Le prix de la Banque de Suède en mémoire d’Alfred Nobel décerné lundi 12 octobre aux deux économistes américains Paul Milgrom (72 ans) et Robert Wilson (83 ans) renoue avec la tendance majoritaire des attributions du « prix Nobel d’économie » depuis sa création, en 1969 : le couronnement d’une longue carrière d’économistes, le plus souvent nord-américains, vouée à l’élaboration de modèles théoriques d’amélioration du fonctionnement des marchés dans le sens d’une plus grande rationalité.
En l’espèce, le sujet traité au travers d’innombrables publications par les deux lauréats – dont l’un, Robert Wilson, fut le « patron » de thèse de l’autre, Paul Milgrom – est l’organisation des marchés lorsque les acteurs adoptent une stratégie d’optimisation de leurs gains, alors même qu’ils valorisent de façon différente un bien et ignorent partiellement la façon dont les autres acteurs le valorisent. Un problème de logique, explique la mathématicienne Françoise Forges, professeure d’économie à l’université Paris-Dauphine, admirative de la façon dont les deux hommes, sortis du moule mathématique, sont « entrés dans cette complexité », qui n’a cependant pas qu’une valeur théorique. Car c’est bien l’organisation optimale des marchés qu’ont étudiée les deux professeurs de Stanford – forages pétroliers, distribution de l’électricité, téléphonie, 3G, 4G et 5G…
Pour ce faire, Paul Milgrom a proposé avec Robert Weber dans un article fondateur de 1982 d’analyser le fonctionnement des marchés d’enchères, dont les œuvres d’art, les timbres-poste et les bouteilles de vin étaient plutôt jusqu’alors les produits de prédilection. Car précisément, comment se « fabrique » un prix lorsqu’il ne l’est pas par le biais d’un marché traditionnel, mais par la compétition des subjectivités ?
L’économiste William Vickrey, Prix Nobel 1996, avait déjà décrit le fonctionnement d’enchères ascendantes, dans lesquelles chaque acteur connaît « sa » valeur du bien vendu : celle à partir de laquelle il arrêtera de monter. Mais dans une telle situation, observe M. Milgrom, le gagnant paiera forcément plus que la valeur d’équilibre, puisque les autres acteurs l’estimaient inférieure – c’est ce que les économistes appellent « la malédiction du gagnant », précise Jacques Crémer, professeur à l’Ecole d’économie de Toulouse.

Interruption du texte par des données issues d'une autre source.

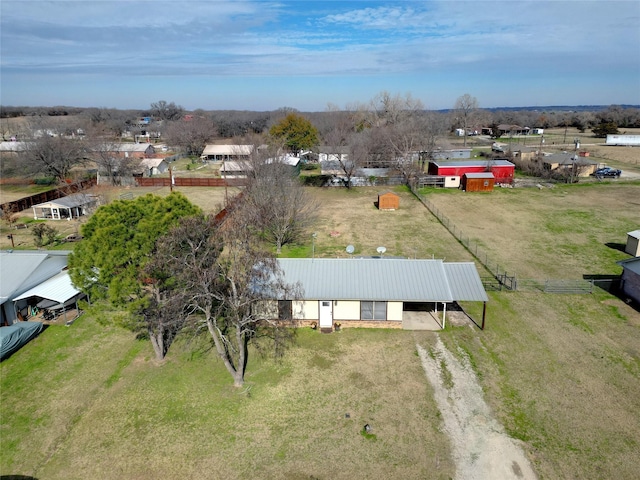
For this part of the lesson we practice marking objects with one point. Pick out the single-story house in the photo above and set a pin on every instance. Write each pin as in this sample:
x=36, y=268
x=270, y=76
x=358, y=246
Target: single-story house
x=67, y=208
x=153, y=166
x=506, y=129
x=21, y=271
x=630, y=279
x=633, y=243
x=568, y=161
x=218, y=153
x=478, y=182
x=376, y=292
x=388, y=201
x=503, y=170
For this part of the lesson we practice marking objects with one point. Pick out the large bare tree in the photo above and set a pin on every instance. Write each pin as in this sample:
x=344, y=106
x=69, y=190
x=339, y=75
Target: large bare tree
x=232, y=291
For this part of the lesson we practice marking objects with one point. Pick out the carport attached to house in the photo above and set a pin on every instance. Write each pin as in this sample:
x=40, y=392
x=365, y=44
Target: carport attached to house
x=378, y=291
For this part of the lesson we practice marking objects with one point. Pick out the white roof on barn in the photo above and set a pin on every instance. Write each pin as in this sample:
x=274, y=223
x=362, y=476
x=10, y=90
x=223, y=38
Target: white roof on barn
x=58, y=288
x=384, y=279
x=152, y=162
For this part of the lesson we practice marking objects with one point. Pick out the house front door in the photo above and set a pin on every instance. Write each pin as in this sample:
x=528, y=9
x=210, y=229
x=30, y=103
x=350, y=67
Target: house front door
x=326, y=314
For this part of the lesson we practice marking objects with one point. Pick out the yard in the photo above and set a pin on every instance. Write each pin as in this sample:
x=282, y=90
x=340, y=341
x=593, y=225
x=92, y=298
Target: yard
x=560, y=372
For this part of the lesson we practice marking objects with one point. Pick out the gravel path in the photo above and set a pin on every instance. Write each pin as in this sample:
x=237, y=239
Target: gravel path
x=481, y=448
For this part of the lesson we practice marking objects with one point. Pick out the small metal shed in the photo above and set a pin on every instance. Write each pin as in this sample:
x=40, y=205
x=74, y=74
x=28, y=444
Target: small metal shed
x=388, y=201
x=478, y=182
x=633, y=243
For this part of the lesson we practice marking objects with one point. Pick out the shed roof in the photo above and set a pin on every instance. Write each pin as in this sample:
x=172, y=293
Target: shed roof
x=70, y=201
x=479, y=175
x=384, y=279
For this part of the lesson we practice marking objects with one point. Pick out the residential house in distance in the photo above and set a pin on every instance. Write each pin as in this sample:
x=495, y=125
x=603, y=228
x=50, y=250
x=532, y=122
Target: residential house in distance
x=219, y=153
x=65, y=208
x=377, y=292
x=633, y=243
x=153, y=166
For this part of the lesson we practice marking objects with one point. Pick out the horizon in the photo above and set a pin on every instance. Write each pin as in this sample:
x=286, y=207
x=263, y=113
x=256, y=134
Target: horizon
x=262, y=56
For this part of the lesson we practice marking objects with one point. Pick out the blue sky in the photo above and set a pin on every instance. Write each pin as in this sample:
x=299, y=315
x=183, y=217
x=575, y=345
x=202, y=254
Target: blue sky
x=262, y=55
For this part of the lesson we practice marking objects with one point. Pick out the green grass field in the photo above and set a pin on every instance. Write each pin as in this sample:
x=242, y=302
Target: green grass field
x=561, y=372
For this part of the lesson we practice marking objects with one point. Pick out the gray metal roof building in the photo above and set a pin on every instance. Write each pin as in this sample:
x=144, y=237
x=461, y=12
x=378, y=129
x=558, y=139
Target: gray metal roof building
x=384, y=279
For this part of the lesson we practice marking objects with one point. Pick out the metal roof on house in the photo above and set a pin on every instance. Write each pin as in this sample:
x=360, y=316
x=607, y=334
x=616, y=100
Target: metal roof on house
x=70, y=201
x=227, y=150
x=24, y=269
x=383, y=279
x=634, y=234
x=632, y=264
x=499, y=162
x=58, y=288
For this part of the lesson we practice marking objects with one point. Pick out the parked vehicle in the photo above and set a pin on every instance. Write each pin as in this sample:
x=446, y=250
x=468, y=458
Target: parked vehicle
x=607, y=172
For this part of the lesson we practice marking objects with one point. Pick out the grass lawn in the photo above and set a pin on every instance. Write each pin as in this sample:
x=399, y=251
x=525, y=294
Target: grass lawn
x=89, y=402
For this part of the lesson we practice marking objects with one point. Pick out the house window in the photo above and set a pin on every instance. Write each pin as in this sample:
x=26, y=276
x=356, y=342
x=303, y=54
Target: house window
x=285, y=310
x=373, y=310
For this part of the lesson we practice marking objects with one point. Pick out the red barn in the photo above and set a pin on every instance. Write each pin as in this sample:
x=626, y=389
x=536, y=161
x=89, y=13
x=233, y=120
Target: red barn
x=478, y=182
x=503, y=170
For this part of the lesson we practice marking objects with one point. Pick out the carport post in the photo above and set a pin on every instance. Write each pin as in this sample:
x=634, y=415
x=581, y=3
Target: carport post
x=444, y=314
x=484, y=313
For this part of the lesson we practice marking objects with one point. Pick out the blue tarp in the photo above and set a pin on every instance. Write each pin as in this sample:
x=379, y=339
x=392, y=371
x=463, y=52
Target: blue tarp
x=12, y=338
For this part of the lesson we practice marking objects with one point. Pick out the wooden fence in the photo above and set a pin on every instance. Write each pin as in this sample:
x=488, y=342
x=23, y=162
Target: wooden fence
x=190, y=182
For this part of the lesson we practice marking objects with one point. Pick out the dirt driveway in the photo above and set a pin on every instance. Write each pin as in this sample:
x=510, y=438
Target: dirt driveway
x=481, y=448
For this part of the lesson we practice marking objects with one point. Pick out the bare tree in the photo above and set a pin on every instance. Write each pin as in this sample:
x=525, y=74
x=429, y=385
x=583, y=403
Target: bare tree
x=281, y=208
x=53, y=156
x=464, y=107
x=110, y=164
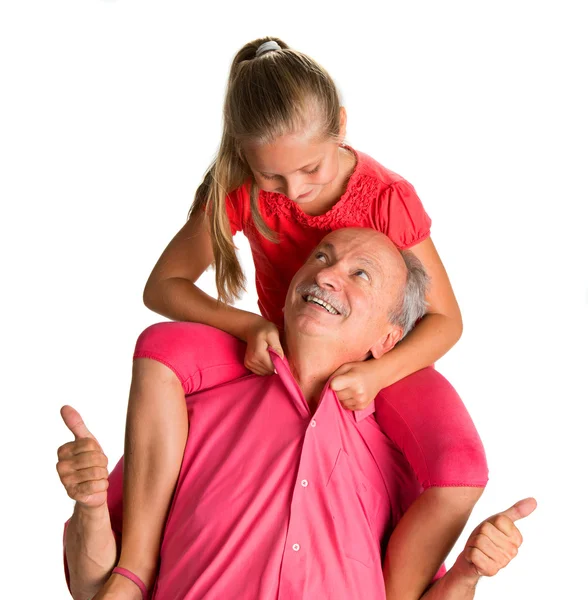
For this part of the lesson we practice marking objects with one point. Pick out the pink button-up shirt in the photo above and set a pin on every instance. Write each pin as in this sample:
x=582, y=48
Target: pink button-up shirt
x=275, y=502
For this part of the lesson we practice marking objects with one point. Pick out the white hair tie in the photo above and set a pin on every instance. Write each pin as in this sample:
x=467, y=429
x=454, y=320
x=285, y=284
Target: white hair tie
x=267, y=47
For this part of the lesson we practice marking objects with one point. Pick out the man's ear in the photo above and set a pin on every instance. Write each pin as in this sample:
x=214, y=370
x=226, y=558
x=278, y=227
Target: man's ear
x=342, y=123
x=386, y=342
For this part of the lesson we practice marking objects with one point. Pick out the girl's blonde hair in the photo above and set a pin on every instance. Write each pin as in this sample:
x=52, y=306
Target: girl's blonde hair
x=279, y=92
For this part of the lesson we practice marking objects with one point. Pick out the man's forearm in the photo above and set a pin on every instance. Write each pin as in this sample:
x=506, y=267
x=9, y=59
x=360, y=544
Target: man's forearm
x=90, y=549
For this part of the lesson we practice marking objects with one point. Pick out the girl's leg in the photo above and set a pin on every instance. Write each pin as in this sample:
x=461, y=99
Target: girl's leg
x=156, y=433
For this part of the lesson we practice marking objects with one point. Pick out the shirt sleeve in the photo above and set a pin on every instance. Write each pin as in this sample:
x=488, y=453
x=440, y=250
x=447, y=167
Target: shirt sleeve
x=202, y=357
x=401, y=215
x=425, y=418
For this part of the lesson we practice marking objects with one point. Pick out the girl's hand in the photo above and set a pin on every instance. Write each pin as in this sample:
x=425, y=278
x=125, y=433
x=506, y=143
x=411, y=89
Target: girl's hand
x=356, y=384
x=261, y=336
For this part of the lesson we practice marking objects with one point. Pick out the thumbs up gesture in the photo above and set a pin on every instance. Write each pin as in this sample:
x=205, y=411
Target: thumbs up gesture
x=495, y=542
x=82, y=464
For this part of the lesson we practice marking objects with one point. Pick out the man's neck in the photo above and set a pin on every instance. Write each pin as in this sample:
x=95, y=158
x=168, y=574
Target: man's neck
x=312, y=363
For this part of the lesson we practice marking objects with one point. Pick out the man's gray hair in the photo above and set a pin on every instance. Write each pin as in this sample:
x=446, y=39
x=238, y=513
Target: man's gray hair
x=412, y=305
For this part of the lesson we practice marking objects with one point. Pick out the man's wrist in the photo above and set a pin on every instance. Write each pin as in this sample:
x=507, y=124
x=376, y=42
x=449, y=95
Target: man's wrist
x=463, y=574
x=94, y=515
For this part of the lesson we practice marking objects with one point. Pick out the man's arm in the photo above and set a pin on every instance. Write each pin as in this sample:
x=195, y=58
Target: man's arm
x=90, y=550
x=490, y=547
x=423, y=538
x=89, y=542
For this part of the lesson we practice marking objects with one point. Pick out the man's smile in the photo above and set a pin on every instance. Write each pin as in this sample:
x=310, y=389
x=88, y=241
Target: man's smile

Mieux rémunérer les pouvoirs publics
Paul Milgrom et Robert Wilson modéliseront la façon dont, pour éviter ce piège, la valeur attribuée par chaque acheteur est modifiée par ce qu’il estime être la valeur que chacun des autres acheteurs est susceptible d’attribuer au bien – utilisant, à cet effet, la théorie des jeux, qui tente de déterminer les équilibres optimaux entre participants à un jeu dont les règles sont connues de tous, explique Christian Schmidt, professeur émérite à Paris-Dauphine.